/dss-hackaton

Our (team puff-puff-overfit) solution for the Data Science Society hackaton.

Primary LanguageJupyter NotebookMIT LicenseMIT

dss-hackaton

Our (team puff-puff-overfit) solution for the Data Science Society hackaton.

Data cleaning

We used pretty standard data cleaning techniques:

  • convert the categorical variables (in this case country) to dummy
  • remove punctuation
  • remove stopwords (with nltk)
  • select the n-grams with more than 10 mentions, where n <= 5
  • weigh by tf-idf

Feature engineering

From the text

We tried LDA, PCA, t-SNE, and combinations of those (e.g. LDA to 1000 topics and then t-SNE). None of them seemed to work particularly well, even though LDA -> tSNE gave some pretty cool visualizations that clearly contained a lot of structure

Additional

We created a dummy variable for country, from the region (contained in the id), and whether the text contained, started or ended with "none". Also, the comment number and part.

Approaches

We tried several easy (in the sense of easy to implement and fast to compute) methods:

  • Logistic regression
  • SVMs, with polynomial, linear, and rbf kernel
  • Distance based algorithms, where the distance was cosine similarity (which works well with text)
  • Decision tree-based algorithms
  • As an extension to the logistic regression, a multilayer perceptron, implemented in keras

All of those capped at around 0.83 score. For some reason, the implementation of logistic regression in keras gave significantly lower score than the equivalent implementation in scikit-learn. If that bug is found, it may improve the more complicated models we tried in keras.
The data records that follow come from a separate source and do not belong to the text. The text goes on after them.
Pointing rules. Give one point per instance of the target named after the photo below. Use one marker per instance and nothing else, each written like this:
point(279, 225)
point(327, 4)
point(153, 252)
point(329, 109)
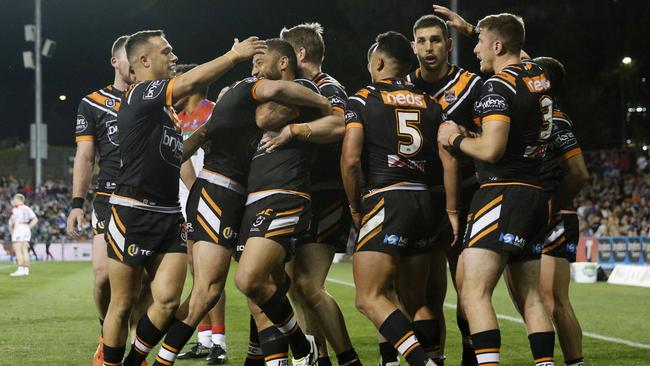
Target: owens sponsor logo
point(403, 98)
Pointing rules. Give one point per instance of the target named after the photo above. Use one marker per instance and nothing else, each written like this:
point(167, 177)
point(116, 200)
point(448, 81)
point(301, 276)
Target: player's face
point(162, 59)
point(484, 50)
point(431, 47)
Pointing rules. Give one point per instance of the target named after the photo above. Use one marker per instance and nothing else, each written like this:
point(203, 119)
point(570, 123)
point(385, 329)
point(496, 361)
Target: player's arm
point(205, 74)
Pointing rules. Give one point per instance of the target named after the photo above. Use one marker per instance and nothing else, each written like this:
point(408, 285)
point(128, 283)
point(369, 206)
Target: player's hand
point(273, 140)
point(75, 220)
point(454, 20)
point(248, 47)
point(446, 129)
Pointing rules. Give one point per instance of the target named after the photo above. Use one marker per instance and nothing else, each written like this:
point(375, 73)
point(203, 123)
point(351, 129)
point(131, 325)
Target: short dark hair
point(119, 43)
point(397, 47)
point(509, 26)
point(139, 38)
point(310, 37)
point(554, 71)
point(284, 49)
point(430, 21)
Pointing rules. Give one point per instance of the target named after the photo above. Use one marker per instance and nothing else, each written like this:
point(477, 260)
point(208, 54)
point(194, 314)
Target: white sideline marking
point(518, 320)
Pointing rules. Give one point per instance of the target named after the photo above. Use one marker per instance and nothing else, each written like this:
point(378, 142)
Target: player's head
point(431, 42)
point(150, 55)
point(18, 199)
point(500, 35)
point(119, 61)
point(390, 56)
point(277, 62)
point(554, 71)
point(307, 41)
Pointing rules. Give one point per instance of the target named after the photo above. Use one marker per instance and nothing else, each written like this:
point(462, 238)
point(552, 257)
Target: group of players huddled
point(427, 166)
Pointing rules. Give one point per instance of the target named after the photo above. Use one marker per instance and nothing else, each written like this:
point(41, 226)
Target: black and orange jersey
point(232, 134)
point(562, 146)
point(517, 95)
point(287, 168)
point(151, 148)
point(456, 93)
point(325, 172)
point(97, 122)
point(400, 125)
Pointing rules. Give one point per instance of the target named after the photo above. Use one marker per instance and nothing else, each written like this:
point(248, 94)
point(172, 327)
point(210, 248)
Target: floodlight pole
point(38, 102)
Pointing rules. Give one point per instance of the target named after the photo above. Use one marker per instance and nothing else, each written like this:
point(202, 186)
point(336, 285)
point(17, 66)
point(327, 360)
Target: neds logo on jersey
point(171, 146)
point(403, 98)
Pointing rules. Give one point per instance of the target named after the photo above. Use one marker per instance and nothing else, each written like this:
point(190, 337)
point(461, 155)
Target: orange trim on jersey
point(571, 153)
point(169, 94)
point(495, 117)
point(488, 206)
point(214, 206)
point(118, 220)
point(510, 184)
point(482, 234)
point(207, 229)
point(84, 138)
point(370, 235)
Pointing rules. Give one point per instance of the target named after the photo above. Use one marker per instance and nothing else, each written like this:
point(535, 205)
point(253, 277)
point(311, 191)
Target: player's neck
point(432, 76)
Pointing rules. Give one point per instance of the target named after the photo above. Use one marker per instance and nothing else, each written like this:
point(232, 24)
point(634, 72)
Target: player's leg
point(554, 287)
point(482, 269)
point(525, 277)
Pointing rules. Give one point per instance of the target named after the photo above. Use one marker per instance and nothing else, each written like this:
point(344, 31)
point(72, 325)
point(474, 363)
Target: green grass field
point(48, 318)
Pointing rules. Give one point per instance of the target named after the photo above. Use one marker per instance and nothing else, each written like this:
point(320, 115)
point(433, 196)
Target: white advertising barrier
point(631, 275)
point(584, 272)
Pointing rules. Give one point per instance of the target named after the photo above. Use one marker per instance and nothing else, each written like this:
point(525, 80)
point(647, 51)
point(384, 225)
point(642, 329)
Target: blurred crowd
point(51, 204)
point(616, 202)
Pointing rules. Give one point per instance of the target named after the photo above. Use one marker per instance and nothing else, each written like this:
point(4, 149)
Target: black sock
point(351, 358)
point(397, 330)
point(487, 346)
point(387, 352)
point(113, 355)
point(279, 311)
point(254, 356)
point(178, 335)
point(324, 361)
point(577, 362)
point(542, 344)
point(275, 347)
point(468, 357)
point(146, 338)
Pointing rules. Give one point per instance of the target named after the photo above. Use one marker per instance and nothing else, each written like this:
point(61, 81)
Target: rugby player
point(508, 214)
point(564, 172)
point(330, 219)
point(391, 139)
point(21, 223)
point(278, 212)
point(146, 228)
point(456, 90)
point(96, 135)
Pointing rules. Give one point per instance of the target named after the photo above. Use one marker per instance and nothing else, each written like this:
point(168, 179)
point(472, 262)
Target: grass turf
point(48, 318)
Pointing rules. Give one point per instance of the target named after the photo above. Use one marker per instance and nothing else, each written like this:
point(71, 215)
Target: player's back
point(518, 95)
point(400, 126)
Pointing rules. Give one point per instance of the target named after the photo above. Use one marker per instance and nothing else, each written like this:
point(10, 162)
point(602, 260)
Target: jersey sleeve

Additionally, we played with some deep learning. Unfortunately, it required a lot of hyperparameter optimization, architecture exploration, and so on, so we didn't have time to fully explore the possibilities. We finally (after the datathon ended) settled on using pre-trained word embeddings, trained on 400k words from Wikipedia (see here and here). We used these weights as frozen, and then added two bidirectional LSTM layers, with 100 and 47 output units, and ELU and sigmoid activations. The running time was around 10 minutes, which was pretty annoying to wait through. If you have more computational power, we think that improvements can be made. The best score, when using only the raw text, and none of the additional features, was 0.838, which is still somewhat better than logistic regression. The model optimizes binary crossentropy (since the target metric is non-differentiable), and then chooses the optimal threshold from the interval 0-1. This definitely feels unsatisfying, but ultimately, the metric is unsatisfying so we don't feel too bad about this.

Future work

  • Fixing the keras bug
  • We didn't use ensembles, which should significantly improve the score
  • Increasing the depth of the neural network
  • The data is definitely not enough for more complicated models, so finding additional (even somewhat unrelated) data would be useful
  • Adding the additional features will probably improve performance a bit.